Gareth estreitou os olhos para o homem, tentando distingui-lo. Ele se lembrava vagamente de que o homem tinha servido ao seu pai. A Sala do conselho… A sessão… Tudo dava voltas em sua mente como um turbilhão.
“Quem é você?” Perguntou Gareth.
“Majestade, eu sou Aberthol. O conselheiro de confiança de seu pai.” Disse ele, ao aproximar-se. Ele foi lentamente recobrando a memória. Aberthol. O conselho. A sessão. A mente de Gareth dava voltas, sua cabeça o estava matando. Ele só queria que o deixassem em paz.
“Vá embora.” Ele retrucou. “Eu irei.”
Aberthol balançou a cabeça e saiu apressado da sala junto com o atendente, fechando a porta atrás de si.
Gareth se ajoelhou ali e colocou a cabeça entre as mãos, tentando pensar, lembrar. Era demais para ele. Ele começou recordar aos poucos. O escudo estava inativo; o Império estava atacando; metade de sua corte havia desertado; sua irmã os havia levado para longe; para Silésia… Gwendolyn… Era isso. Isso era o que ele estava tentando lembrar.

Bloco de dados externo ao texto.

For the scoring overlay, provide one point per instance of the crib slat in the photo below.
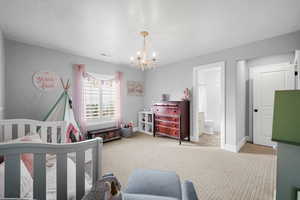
(54, 134)
(12, 176)
(95, 165)
(39, 176)
(80, 175)
(1, 133)
(21, 130)
(61, 174)
(44, 134)
(7, 132)
(63, 134)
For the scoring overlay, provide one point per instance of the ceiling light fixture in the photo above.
(142, 61)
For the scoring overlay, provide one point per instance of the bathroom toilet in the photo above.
(209, 127)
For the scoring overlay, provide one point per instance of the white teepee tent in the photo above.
(62, 110)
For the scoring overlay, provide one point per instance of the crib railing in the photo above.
(12, 154)
(16, 128)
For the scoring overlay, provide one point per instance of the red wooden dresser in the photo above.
(172, 119)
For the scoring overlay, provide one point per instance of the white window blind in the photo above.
(100, 99)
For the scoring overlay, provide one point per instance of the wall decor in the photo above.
(45, 80)
(135, 88)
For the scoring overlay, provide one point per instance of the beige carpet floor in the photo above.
(212, 140)
(217, 174)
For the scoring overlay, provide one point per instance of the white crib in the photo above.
(11, 129)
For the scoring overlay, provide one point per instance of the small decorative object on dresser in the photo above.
(187, 94)
(172, 119)
(146, 122)
(127, 129)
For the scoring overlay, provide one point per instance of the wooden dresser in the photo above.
(172, 119)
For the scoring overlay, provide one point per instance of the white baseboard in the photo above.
(235, 148)
(241, 144)
(229, 147)
(194, 138)
(1, 112)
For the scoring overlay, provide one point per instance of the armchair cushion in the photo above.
(127, 196)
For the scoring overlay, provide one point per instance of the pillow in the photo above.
(27, 158)
(26, 180)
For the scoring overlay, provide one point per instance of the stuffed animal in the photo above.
(107, 188)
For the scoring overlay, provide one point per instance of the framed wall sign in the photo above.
(135, 88)
(45, 80)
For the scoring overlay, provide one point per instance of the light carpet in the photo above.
(217, 174)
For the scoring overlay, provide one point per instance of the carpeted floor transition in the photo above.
(217, 174)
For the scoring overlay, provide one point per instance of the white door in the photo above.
(266, 80)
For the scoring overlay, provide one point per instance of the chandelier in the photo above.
(142, 60)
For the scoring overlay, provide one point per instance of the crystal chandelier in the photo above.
(142, 60)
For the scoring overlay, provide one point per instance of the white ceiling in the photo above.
(179, 29)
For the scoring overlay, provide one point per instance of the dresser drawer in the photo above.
(166, 118)
(166, 130)
(173, 110)
(168, 124)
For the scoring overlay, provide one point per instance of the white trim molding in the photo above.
(1, 112)
(241, 143)
(195, 135)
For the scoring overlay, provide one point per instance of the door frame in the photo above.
(251, 93)
(195, 135)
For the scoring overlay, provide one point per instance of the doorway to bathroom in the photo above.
(209, 104)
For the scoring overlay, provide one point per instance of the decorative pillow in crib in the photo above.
(27, 158)
(26, 180)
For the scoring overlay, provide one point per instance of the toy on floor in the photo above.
(107, 188)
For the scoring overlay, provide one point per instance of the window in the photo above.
(100, 99)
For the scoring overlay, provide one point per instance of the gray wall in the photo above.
(288, 165)
(173, 78)
(25, 101)
(242, 76)
(2, 76)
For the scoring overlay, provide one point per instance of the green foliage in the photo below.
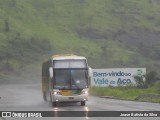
(127, 93)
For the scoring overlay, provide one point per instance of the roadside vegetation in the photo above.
(148, 91)
(109, 33)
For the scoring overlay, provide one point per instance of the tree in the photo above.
(6, 26)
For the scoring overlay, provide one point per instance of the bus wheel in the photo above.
(83, 103)
(44, 96)
(54, 104)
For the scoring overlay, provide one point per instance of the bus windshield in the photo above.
(70, 78)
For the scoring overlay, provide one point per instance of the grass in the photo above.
(90, 28)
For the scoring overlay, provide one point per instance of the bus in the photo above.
(66, 78)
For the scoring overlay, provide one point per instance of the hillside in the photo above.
(110, 33)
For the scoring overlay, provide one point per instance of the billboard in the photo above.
(116, 76)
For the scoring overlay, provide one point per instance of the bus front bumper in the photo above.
(77, 98)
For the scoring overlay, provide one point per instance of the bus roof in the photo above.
(67, 57)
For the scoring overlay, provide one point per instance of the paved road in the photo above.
(29, 98)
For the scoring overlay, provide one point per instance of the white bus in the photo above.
(66, 78)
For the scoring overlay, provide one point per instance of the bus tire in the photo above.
(54, 104)
(44, 96)
(83, 103)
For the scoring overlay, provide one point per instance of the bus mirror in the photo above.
(51, 72)
(90, 71)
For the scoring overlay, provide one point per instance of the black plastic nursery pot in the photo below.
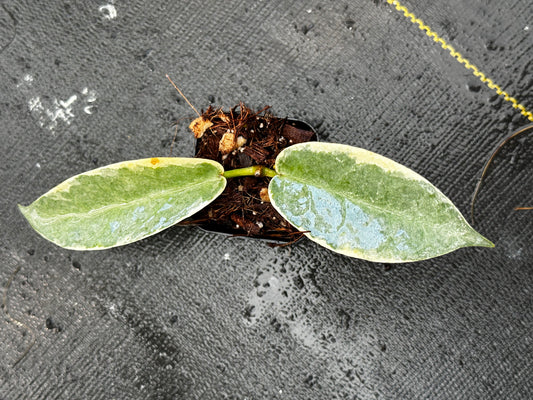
(237, 139)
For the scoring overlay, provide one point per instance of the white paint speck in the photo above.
(51, 112)
(88, 109)
(26, 80)
(109, 11)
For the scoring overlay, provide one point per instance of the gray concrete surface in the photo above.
(193, 315)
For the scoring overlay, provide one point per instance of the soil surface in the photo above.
(242, 138)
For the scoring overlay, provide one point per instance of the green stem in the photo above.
(256, 170)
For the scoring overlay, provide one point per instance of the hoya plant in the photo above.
(347, 199)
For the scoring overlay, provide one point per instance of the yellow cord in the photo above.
(455, 54)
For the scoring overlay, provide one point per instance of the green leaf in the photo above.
(124, 202)
(364, 205)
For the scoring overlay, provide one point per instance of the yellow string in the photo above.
(455, 54)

Gwendolyn. Ele a odiava com uma paixão que não podia descrever. Agora, mais do que nunca, ele queria matá-la. Ele precisava matá-la. Todos os seus problemas nesse mundo, todos eles resultavam dela. Ele iria encontrar uma maneira de ocupar-se dela, mesmo que ele tivesse de morrer tentando. E ele iria matar seus outros irmãos, proximamente.

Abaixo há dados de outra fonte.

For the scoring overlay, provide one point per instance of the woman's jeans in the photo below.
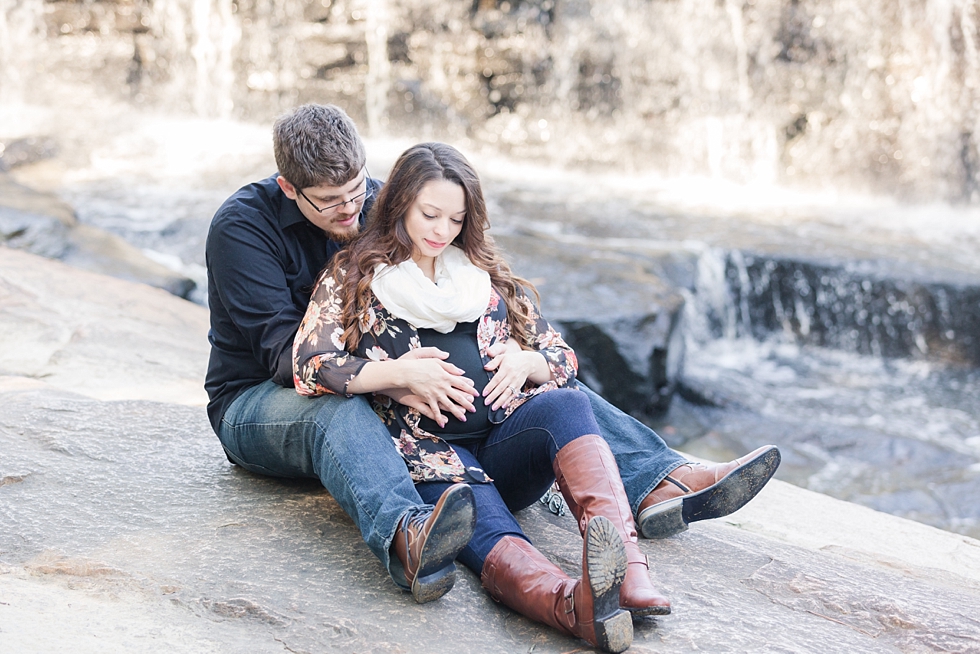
(518, 455)
(274, 431)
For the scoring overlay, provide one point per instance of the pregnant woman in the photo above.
(421, 308)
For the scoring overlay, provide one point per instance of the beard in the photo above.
(344, 234)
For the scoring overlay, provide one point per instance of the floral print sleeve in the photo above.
(546, 340)
(320, 362)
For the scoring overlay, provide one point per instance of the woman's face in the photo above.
(435, 219)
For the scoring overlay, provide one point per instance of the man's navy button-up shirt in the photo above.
(263, 257)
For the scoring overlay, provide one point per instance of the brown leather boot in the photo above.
(589, 480)
(428, 540)
(519, 576)
(695, 491)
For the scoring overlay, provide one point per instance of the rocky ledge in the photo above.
(123, 527)
(40, 223)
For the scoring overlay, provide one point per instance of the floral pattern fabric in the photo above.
(321, 364)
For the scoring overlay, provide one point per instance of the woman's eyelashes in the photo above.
(455, 221)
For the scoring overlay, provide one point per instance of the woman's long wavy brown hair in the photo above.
(385, 239)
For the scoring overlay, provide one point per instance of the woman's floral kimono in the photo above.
(322, 365)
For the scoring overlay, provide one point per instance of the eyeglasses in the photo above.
(334, 208)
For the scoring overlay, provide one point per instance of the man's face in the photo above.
(334, 209)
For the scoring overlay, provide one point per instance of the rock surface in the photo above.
(123, 527)
(613, 306)
(42, 224)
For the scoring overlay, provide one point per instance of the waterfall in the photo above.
(875, 96)
(21, 40)
(378, 82)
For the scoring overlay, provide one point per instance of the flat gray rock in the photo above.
(123, 528)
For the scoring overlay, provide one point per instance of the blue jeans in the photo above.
(518, 456)
(274, 431)
(642, 456)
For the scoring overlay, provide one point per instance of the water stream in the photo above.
(817, 162)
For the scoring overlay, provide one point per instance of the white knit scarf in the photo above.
(461, 291)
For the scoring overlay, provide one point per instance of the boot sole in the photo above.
(725, 497)
(606, 561)
(450, 533)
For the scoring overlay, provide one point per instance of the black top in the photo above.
(464, 353)
(262, 256)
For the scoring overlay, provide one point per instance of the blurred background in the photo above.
(757, 220)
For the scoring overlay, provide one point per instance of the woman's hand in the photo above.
(431, 385)
(513, 367)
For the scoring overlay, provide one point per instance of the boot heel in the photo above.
(615, 634)
(434, 586)
(663, 519)
(606, 562)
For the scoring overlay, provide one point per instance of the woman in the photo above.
(422, 301)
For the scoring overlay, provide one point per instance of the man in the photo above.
(266, 246)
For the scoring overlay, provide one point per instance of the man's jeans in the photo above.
(274, 431)
(642, 456)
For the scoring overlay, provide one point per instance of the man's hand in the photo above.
(513, 367)
(433, 386)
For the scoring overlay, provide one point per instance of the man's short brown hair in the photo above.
(317, 144)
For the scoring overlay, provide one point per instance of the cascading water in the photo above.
(860, 364)
(867, 383)
(878, 95)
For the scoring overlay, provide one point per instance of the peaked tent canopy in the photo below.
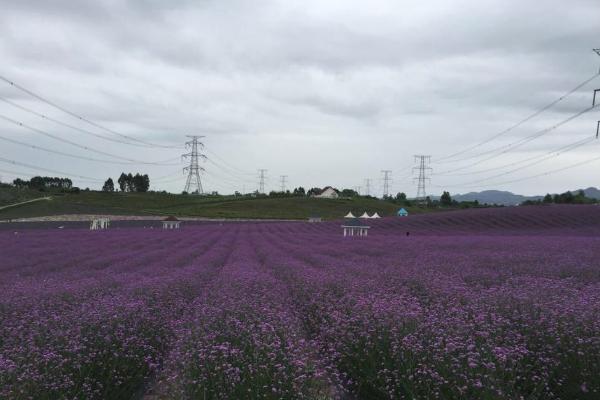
(355, 222)
(402, 213)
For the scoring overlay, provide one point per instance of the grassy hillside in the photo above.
(189, 205)
(12, 195)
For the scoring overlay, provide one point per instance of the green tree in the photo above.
(401, 197)
(109, 186)
(547, 198)
(123, 182)
(299, 191)
(446, 199)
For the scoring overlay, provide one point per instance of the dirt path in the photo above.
(25, 202)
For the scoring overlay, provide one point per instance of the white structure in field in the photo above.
(327, 193)
(355, 227)
(99, 223)
(171, 223)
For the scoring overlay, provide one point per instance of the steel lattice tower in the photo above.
(193, 170)
(261, 183)
(386, 182)
(423, 168)
(283, 182)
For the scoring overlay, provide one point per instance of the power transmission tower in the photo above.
(423, 168)
(386, 182)
(367, 187)
(283, 178)
(193, 170)
(261, 182)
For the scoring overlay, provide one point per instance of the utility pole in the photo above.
(386, 182)
(261, 180)
(193, 170)
(423, 168)
(367, 187)
(283, 178)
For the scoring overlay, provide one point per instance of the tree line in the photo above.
(44, 182)
(563, 198)
(128, 183)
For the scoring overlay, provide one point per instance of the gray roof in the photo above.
(355, 222)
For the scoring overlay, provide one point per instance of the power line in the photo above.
(78, 116)
(521, 122)
(227, 165)
(5, 160)
(547, 157)
(194, 169)
(545, 173)
(516, 144)
(386, 182)
(561, 149)
(85, 131)
(33, 146)
(367, 187)
(261, 183)
(423, 168)
(58, 138)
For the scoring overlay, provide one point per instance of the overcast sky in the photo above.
(325, 92)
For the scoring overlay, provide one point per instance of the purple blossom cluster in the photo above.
(503, 307)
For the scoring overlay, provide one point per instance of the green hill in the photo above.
(198, 206)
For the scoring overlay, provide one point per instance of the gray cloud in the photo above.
(325, 92)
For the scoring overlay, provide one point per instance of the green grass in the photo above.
(161, 204)
(11, 195)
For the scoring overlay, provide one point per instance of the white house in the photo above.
(171, 223)
(99, 223)
(355, 227)
(327, 193)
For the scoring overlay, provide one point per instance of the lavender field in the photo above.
(480, 304)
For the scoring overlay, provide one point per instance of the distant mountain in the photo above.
(495, 197)
(592, 192)
(511, 199)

Gareth se sentiu melhor ao pensar nisso.
Com um esforço supremo, ele lutou para ficar de pé e cambaleou pela sala virando uma mesa de pernas para cima enquanto se retirava. Ao aproximar-se da porta, ele avistou um busto de seu pai esculpido em alabastro, era uma escultura que seu pai havia amado muito, ele estendeu a mão, agarrou o busto pela cabeça e jogou-a contra a parede.
O busto quebrou-se em mil pedaços, pela primeira vez naquele dia, Gareth sorriu. Talvez aquele dia não fosse tão ruim, afinal de contas.
*Gareth desfilou pela sala do conselho ladeado por vários atendentes, abrindo as enormes portas de carvalho com a palma da mão, fazendo com que todos na Sala lotada se sobressaltassem com sua presença. Todos eles rapidamente se levantaram em reverência.
Embora normalmente isso desse Gareth alguma satisfação, naquele dia, isso estava longe de importar-lhe. Ele estava atormentado pelo fantasma de seu pai e mergulhado numa crescente raiva devido à partida de sua irmã. Suas emoções se agitavam dentro dele e ele tinha de desforrar-se com o mundo.
Gareth tropeçava enquanto caminhava pelo centro do corredor em direção ao seu trono. Ele seguia através da vasta câmara sob o entorpecimento produzido pelo ópio. Dezenas de conselheiros permaneciam de pé, de cada lado do corredor, enquanto ele prosseguia. Sua corte tinha crescido e hoje a energia era frenética, já que mais e mais pessoas pareciam ter tomado conhecimento da notícia da partida da metade da Corte do Rei e de que o escudo estava inativo. Era como se qualquer um que tivesse permanecido na corte estivesse ali em busca de respostas.
E Gareth, é claro, não tinha nenhuma.
Gareth subiu pomposamente os degraus da escadaria de marfim que levava ao trono de seu pai. Logo ele viu Lorde Kultin parado pacientemente, de pé atrás do trono. Ele era o líder mercenário de sua força de combate privada, o único homem de confiança que restava na corte. Ao lado dele, havia dezenas de seus combatentes, de pé em silêncio, com as mãos sobre as suas espadas, prontos para lutar por Gareth até a morte. Isso era a única coisa que restava que dava a Gareth algum conforto.
Gareth estava sentado em seu trono e examinava a sala. Havia tantos rostos, alguns que ele conhecia e muitos outros desconhecidos. Ele não confiava em nenhum deles. Todos os dias ele expurgava mais sua corte; ele já havia enviado tantos para as masmorras e muitos mais para o carrasco. Não passava um dia sem que ele mandasse matar pelo menos um punhado de homens. Ele pensava que era uma boa política: ele mantinha seus homens na linha e evitava que um golpe tomasse forma.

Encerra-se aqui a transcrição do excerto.